Métodos de Sistemas Complexos

ComplexOs métodos e as metodologias utilizadas na abordagem de Sistemas Complexos vêm de disciplinas já existentes e não são novas per se. Essas metodologias refletem os princípios e conceitos discutidos anteriormente por Bernardo Alves Furtado, Patrícia Alessandra Morita Sakowski e Marina Haddad Tóvolli no capítulo Abordagens de Sistemas Complexos para Políticas Públicas, do livro com a mesma coautoria: Modelagem de Sistemas Complexos para Políticas Públicas (ver post anterior).

A primeira questão a salientar é considerar de forma estrutural a não linearidade dos sistemas. De outra forma, Sistemas Não Lineares são aqueles em que as saídas não são proporcionais às entradas. Não linearidade refere-se ainda à interação entre elementos que geram comportamentos emergentes. Além disso, o resultado do sistema pode não ser totalmente dedutível de forma analítica ex-ante.

Abordagens que incluem não linearidade têm sido usadas em aplicações da Física (laser, supercondutores, dinâmica de fluidos), Engenharia, Biologia (ritmos biológicos, surtos de insetos, estudos genéticos), Química e Criptografia.

A análise de redes – campo metodológico relativamente recente – estuda as interações (arestas) entre partes (nós). Quão forte, por quanto tempo e quão relevante são as ligações entre as pessoas ou instituições? Como é a conectividade de uma determinada rede, de que modo mudanças em um nó específico afetam as outras conexões de forma significativa? Essas são algumas das perguntas a que a análise de redes pode ajudar a responder.

Estritamente ligada à análise de redes está a Teoria da Informação ou, de modo mais amplo, Teoria da Comunicação. A Teoria da Informação foi proposta antes da análise de redes e está relacionada com a definição de informação propriamente dita. Estabelece a quantificação e definição dos elementos envolvidos em qualquer troca de informação, seu armazenamento e características de compressão.

É a partir da Teoria da Informação (e da Teoria da Probabilidade) – tais como em análises de agrupamento de análise de árvores hierárquicas – que indicadores, como entropia e informação mútua, são definidos. Essas medidas quantitativas são aplicadas a diferentes áreas da Ciência de Telecomunicações, da Biologia à Teoria da Probabilidade, à Física Estatística, Ciência da Computação e Medicina.

Um aspecto central da Teoria da Informação e suas medidas associadas é a quantificação de incerteza. Dada a informação passada, quão incerto é o próximo bit? Novamente, isso está relacionado com a noção de uma medida para a complexidade e também para a definição de entropia.

Duas outras metodologias usualmente utilizadas em sistemas complexos são autômatos celulares (CAs, do inglês cellular automata) e modelos baseados em agentes (ABMs, do inglês agent-based models).

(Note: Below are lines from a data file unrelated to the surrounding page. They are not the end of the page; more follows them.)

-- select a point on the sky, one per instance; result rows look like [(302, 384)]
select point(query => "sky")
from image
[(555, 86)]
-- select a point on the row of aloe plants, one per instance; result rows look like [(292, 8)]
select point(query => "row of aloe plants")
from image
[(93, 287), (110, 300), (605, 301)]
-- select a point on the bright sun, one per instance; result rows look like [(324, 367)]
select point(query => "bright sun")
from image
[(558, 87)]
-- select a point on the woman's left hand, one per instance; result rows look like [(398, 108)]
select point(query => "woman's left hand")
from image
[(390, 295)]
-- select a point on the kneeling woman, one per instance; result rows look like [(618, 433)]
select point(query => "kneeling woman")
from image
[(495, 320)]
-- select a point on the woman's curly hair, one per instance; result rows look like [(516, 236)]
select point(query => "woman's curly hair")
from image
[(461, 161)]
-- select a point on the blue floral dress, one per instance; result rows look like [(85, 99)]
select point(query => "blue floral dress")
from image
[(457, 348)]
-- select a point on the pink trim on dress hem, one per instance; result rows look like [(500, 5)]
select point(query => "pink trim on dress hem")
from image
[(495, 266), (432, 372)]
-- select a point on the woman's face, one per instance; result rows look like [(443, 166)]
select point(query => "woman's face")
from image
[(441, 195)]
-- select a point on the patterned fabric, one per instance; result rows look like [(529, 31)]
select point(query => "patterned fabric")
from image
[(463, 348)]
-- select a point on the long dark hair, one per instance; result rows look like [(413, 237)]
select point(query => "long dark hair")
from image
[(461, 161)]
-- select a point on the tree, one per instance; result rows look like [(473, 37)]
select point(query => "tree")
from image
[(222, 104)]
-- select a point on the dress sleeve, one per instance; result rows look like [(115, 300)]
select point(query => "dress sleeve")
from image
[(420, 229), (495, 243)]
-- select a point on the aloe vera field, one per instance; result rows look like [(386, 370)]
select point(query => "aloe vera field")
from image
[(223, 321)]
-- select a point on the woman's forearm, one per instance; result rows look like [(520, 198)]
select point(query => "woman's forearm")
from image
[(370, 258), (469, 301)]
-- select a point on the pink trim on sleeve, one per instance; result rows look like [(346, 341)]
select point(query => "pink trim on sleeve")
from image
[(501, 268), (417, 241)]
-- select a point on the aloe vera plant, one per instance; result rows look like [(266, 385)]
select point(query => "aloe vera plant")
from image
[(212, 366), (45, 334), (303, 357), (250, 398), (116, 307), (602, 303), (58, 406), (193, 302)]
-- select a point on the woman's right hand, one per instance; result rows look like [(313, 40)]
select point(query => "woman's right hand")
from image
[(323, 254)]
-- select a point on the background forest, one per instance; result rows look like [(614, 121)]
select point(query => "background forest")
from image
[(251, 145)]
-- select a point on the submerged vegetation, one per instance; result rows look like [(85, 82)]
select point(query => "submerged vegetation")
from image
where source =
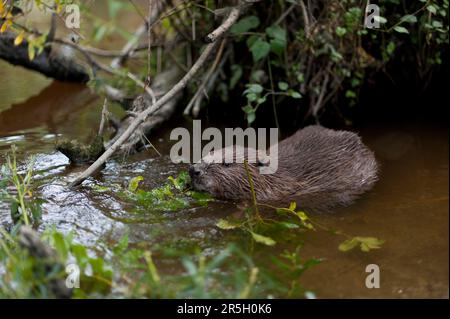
[(47, 263)]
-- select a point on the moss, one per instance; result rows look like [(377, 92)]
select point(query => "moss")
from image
[(79, 153)]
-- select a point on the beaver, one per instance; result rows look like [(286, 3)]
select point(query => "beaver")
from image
[(319, 168)]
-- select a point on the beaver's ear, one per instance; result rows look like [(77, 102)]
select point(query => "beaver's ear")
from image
[(262, 162)]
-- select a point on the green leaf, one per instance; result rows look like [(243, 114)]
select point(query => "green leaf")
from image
[(340, 31), (432, 9), (253, 88), (245, 25), (226, 225), (409, 18), (283, 86), (294, 94), (277, 37), (276, 32), (288, 225), (134, 183), (366, 243), (263, 239), (390, 48), (350, 94), (380, 19), (292, 206), (349, 244), (400, 29), (237, 74), (260, 49), (251, 117)]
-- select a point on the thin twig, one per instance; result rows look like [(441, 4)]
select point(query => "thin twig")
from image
[(224, 27)]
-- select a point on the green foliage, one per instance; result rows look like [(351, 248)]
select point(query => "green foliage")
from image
[(24, 208), (171, 196), (365, 243)]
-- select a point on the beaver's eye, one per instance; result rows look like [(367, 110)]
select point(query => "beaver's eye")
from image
[(259, 164)]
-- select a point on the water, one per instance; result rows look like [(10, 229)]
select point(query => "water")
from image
[(408, 207)]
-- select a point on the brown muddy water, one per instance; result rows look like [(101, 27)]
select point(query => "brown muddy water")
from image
[(408, 208)]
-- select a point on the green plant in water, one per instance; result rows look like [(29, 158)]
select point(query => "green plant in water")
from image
[(16, 189), (171, 196)]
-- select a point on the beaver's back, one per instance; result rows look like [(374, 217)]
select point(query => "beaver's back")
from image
[(330, 167)]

São metodologias semelhantes no sentido de que ambas utilizam-se de agentes – com desenho amplo e livre – que seguem regras.

O uso de ABMs e CAs possibilita:

  1. simular interações no sistema e
  2. observar as propriedades que emergem dessas interações.

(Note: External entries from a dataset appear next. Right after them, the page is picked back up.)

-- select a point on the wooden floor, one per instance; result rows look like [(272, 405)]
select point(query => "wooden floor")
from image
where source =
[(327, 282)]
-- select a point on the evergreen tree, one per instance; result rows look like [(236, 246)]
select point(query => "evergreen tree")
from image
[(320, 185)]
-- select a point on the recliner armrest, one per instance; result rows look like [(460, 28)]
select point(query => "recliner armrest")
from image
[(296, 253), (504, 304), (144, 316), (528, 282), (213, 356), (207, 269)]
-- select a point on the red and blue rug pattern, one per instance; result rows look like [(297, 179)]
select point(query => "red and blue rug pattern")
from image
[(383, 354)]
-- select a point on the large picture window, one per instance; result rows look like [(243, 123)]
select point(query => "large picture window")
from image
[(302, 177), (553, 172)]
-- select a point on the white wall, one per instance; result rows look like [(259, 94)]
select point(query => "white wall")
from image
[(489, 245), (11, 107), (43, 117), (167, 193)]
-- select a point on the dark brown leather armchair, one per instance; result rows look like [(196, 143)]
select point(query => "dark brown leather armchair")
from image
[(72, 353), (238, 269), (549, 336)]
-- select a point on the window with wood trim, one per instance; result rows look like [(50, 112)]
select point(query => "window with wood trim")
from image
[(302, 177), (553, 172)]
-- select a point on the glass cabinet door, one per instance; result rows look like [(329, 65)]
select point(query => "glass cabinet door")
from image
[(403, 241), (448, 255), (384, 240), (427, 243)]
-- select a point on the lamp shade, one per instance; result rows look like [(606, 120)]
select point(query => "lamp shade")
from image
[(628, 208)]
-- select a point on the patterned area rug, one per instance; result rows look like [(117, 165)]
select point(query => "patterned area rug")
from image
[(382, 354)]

A diferença entre CAs e ABMs é que, enquanto para CAs os agentes são fixos no espaço, para ABMs estes agentes podem ser móveis. Os CAs são mais relevantes para o estudo de análise espacial em que as interações locais, fisicamente limitadas, são relevantes para o problema em questão. Os ABMs, por sua vez, podem ser modelados para serem fixos ou móveis e podem estar em estrutura de tal modo que o espaço é completamente irrelevante. Os ABMs podem até mesmo ser pensados como ligações em redes, assemelhando-se, assim, à análise de redes.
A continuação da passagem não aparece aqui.